Following plasmid purification (midiprep, maxiprep, or gigaprep scale), the plasmid is digested with a restriction enzyme that has a single recognition site located outside the expression cassette. This standard linearization produces a fragment equal in size to the full plasmid.

Alternatively, the plasmid can be digested with two restriction enzymes to excise only the expression cassette, removing the surrounding vector backbone. In both cases, the linearized DNA is cleaned and eluted in Tris-EDTA buffer.

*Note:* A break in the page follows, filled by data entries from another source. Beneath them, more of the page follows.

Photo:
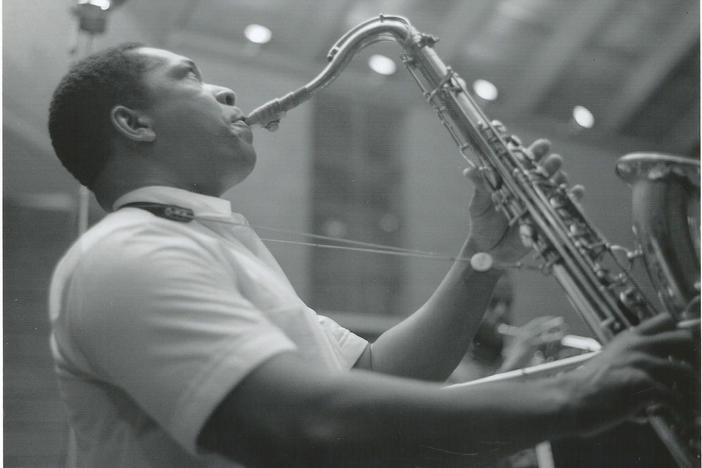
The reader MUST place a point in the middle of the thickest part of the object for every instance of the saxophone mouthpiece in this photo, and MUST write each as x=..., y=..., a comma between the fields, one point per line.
x=267, y=116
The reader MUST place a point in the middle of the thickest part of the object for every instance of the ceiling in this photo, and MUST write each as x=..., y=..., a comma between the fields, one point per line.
x=633, y=63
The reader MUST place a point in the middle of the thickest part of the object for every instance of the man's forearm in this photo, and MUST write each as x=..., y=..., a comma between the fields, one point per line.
x=430, y=343
x=361, y=417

Applications of Linearized Plasmids

Plasmid linearization is essential for applications where circular DNA is incompatible or less efficient:

In Vitro Transcription (IVT): Linear templates are required for mRNA synthesis using T7, SP6, or T3 RNA polymerases, ensuring transcription terminates cleanly.
Cell-Free Protein Synthesis (CFPS): Linear DNA is often preferred in TX-TL systems due to its compatibility with open reaction conditions and reduced metabolic burden.
Gene Circuit Prototyping: In synthetic biology, linear DNA supports rapid design–build–test cycles where constructs are assembled, expressed, and degraded without cloning.
IVT-based Genome Editing Reagents: Used to generate synthetic mRNAs for Cas9, base editors, or guide RNAs in gene editing workflows.

Quality Control

We provide high-quality linearized plasmids at all scales, from research to preclinical use. Every preparation undergoes a four-point QC process to ensure it meets the highest standards:

UV absorbance at 230/260/280 nm for concentration and purity
NGS-based identity confirmation of the plasmid sequence
Endotoxin testing to verify < 0.1 EU/µg (endotoxin-free)
Capillary electrophoresis to confirm >95% linearization

Linearized DNA is delivered in Tris-EDTA (10 mM Tris, 1 mM EDTA, pH 8.0) at a concentration of 500 ng/µL. Alternative formats, such as nuclease-free water or lyophilized DNA, are available upon request.

Limitations

Residual circular DNA: Even after restriction digestion, linearized plasmid solutions may contain up to 5% circular plasmid. This is not an issue for IVT or CFPS, but not suitable for cloning or applications requiring pure linear fragments.
Dual-enzyme digests: When using two restriction enzymes to isolate the expression cassette, the resulting DNA mixture may contain multiple fragments and residual circular plasmid. The standard service does not include fragment isolation via gel or column separation.
Not suitable for library generation: Because of residual circular DNA, plasmid libraries or recombination workflows should use our Plasmid Fragment – Cloning Grade service instead.
Available only for GenoCAD plasmids: To ensure quality and process integrity, this service is only available for plasmids synthesized and purified by GenoCAD. We do not accept external plasmid samples for linearization.